Les conférencières ont également fait une lecture critique de la Loi n°2018-31 du 9 octobre 2018 portant Code électoral en République du Bénin. Elles apprécient les nouveautés sur les critères et la gestion des candidatures. Ces critères, selon elles, contraignent les partis politiques à plus de discipline et de représentativité. Même satisfaction en ce qui concerne la certification des résultats compilés au niveau des coordinations d’arrondissement et leur affichage obligatoire et sécurisé pendant 48 heures au moins après le scrutin. Elles notent une avancée en ce qui concerne l’article 11 alinéa 2 qui redonne le droit d’électeur à tout individu condamné ayant accompli sa peine et bénéficiant d’une réhabilitation légale ou judiciaire.
Les jeunes femmes leaders du Récafem 4 ont approfondi leur analyse sur les dispositions relatives aux cautions pour les législatives qui sont passées de huit millions trois cent mille Fcfa par liste de candidature à deux cent quarante-neuf millions de Fcfa et pour la présidentielle qui est désormais montée à deux cent cinquante millions de Fcfa contre quinze millions de Fcfa autrefois.

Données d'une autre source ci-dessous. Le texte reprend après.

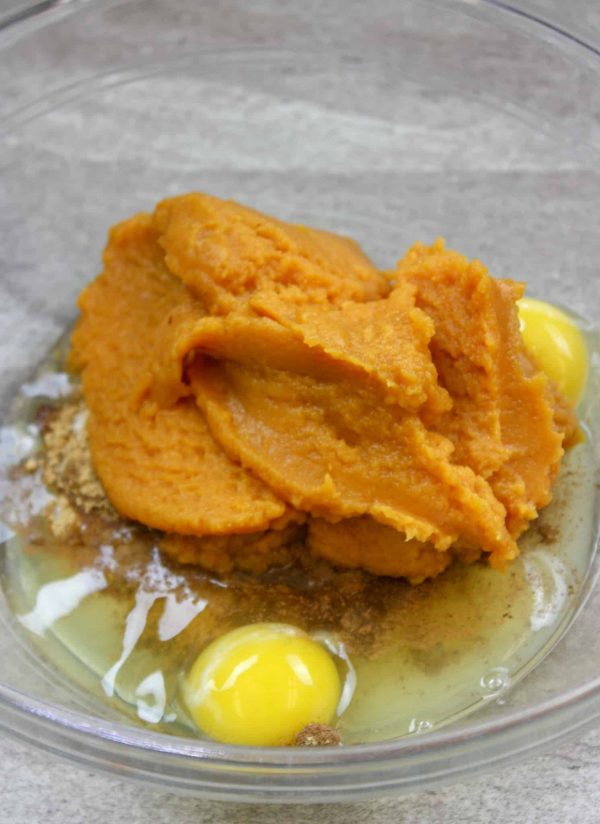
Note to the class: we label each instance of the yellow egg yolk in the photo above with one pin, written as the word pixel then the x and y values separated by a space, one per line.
pixel 259 685
pixel 556 344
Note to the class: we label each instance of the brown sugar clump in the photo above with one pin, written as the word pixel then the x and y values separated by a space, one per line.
pixel 68 464
pixel 318 735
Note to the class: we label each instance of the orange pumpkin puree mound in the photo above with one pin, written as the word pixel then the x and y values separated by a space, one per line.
pixel 245 376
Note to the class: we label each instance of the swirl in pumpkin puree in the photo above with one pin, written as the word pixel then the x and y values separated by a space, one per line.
pixel 256 387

Ces cautions, selon les conférencières, « ne cadrent pas avec les réalités du pays et dissuadent de potentiels candidats, notamment les femmes qui peinent à les réunir », fustigent-elles.
Leurs inquiétudes s’observent également au niveau du quitus fiscal. « Nous approuvons le principe que tout aspirant à un mandat public démontre qu’il est en règle vis-à-vis de l’administration fiscale. Mais nous constatons qu’il ne ressort pas clairement les types d’impôts dont il s’agit. Cette disposition pourrait se révéler une porte ouverte au rejet de certaines candidatures », relèvent les conférencières. Aussi, pensent-elles que la la réforme relative « au 10% que doit réunir la liste des partis politiques au plan national mérite d’être éprouvée pour évaluer sa pertinence ».
Tout en soutenant la réforme du système partisan, les femmes leaders du Recafem 4 plaident en faveur des dispositions favorables au militantisme et à l’épanouissement des femmes au sein des partis politiques. Elles recommandent la relecture du Code électoral en y intégrant des « mesures spéciales temporaires qui favorisent l’élection des femmes et l’amélioration de leur taux aux postes électifs ».